M. Frédéric Reiss a ensuite présenté un amendement (amendement n° 6) visant à ne pas confier au seul tribunal pénal la possibilité de prononcer une déchéance de nationalité. En cohérence, il a présenté aussi un amendement (amendement n° 8) visant à supprimer la demande faite aux États membres d'abolir les procédures administratives permettant la privation de la nationalité non fondée sur une condamnation pénale. Ces deux amendements n'ont pas été adoptés.

Enfin, il a présenté un amendement visant à supprimer un alinéa appelant à « ne pas faire de discrimination entre les citoyens en fonction de leur mode d'acquisition de la nationalité », au motif qu'il est légitime d'appeler les États membres à éviter toute forme de discrimination indirecte à l'encontre des minorités dans leurs procédures de déchéance de nationalité mais pas de remettre en question le procédé qui ne peut s'appliquer qu'aux personnes disposant de plusieurs nationalités. Cet amendement, lui non plus, n'a pas été adopté.

3. Améliorer le suivi des recommandations du comité européen pour la prévention de la torture : renforcer le rôle de l'Assemblée parlementaire et des Parlements nationaux

Vendredi 25 janvier 2019, l'APCE a adopté, sur le rapport de M. Damir Arnaut (Bosnie-Herzégovine - PPE/DC), présenté par Mme Thorhildur Sunna Ævarsdóttir (Islande - SOC) compte tenu des élections en Bosnie-Herzégovine, au nom de la commission des questions juridiques et des droits de l'Homme, une résolution et une recommandation pour améliorer le suivi des recommandations du comité européen pour la prévention de la torture (CPT).
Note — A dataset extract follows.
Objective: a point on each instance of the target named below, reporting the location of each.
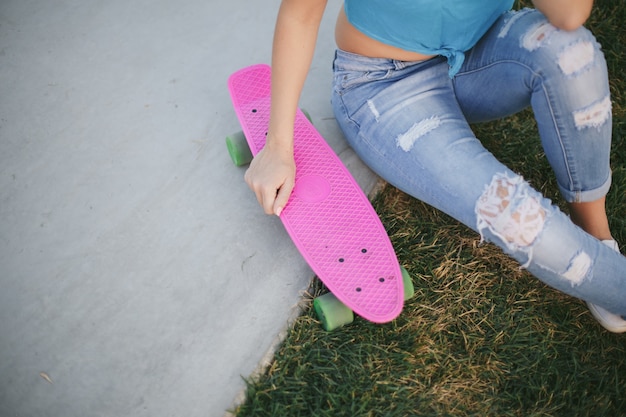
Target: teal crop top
(432, 27)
Les recommandations formulées depuis longtemps dans les rapports du CPT, ainsi que l'évidente nécessité pour l'Assemblée parlementaire de continuer à traiter les questions relatives à la détention, soulignent qu'il importe de maintenir et de renforcer les initiatives de prévention de la torture et des peines ou traitements inhumains ou dégradants dans les États membres du Conseil de l'Europe.

Les travaux approfondis déjà réalisés sur le rôle joué par les Parlements nationaux en qualité de garants des droits de l'Homme montrent qu'il existe de nombreuses voies prometteuses à explorer pour permettre une meilleure mise en oeuvre des recommandations du CPT par les autorités nationales. La création à l'échelon national de nouveaux mécanismes et structures conformes aux principes fondamentaux du contrôle parlementaire des normes internationales relatives aux droits de l'Homme de l'APCE ou le renforcement du mandat et des activités des mécanismes et structures existants, ainsi que l'action de mécanismes de surveillance et de suivi plus efficaces, contribueraient à cet objectif.

Les activités de coopération parlementaire de l'APCE pourraient comporter des projets destinés à soutenir cette fonction particulière.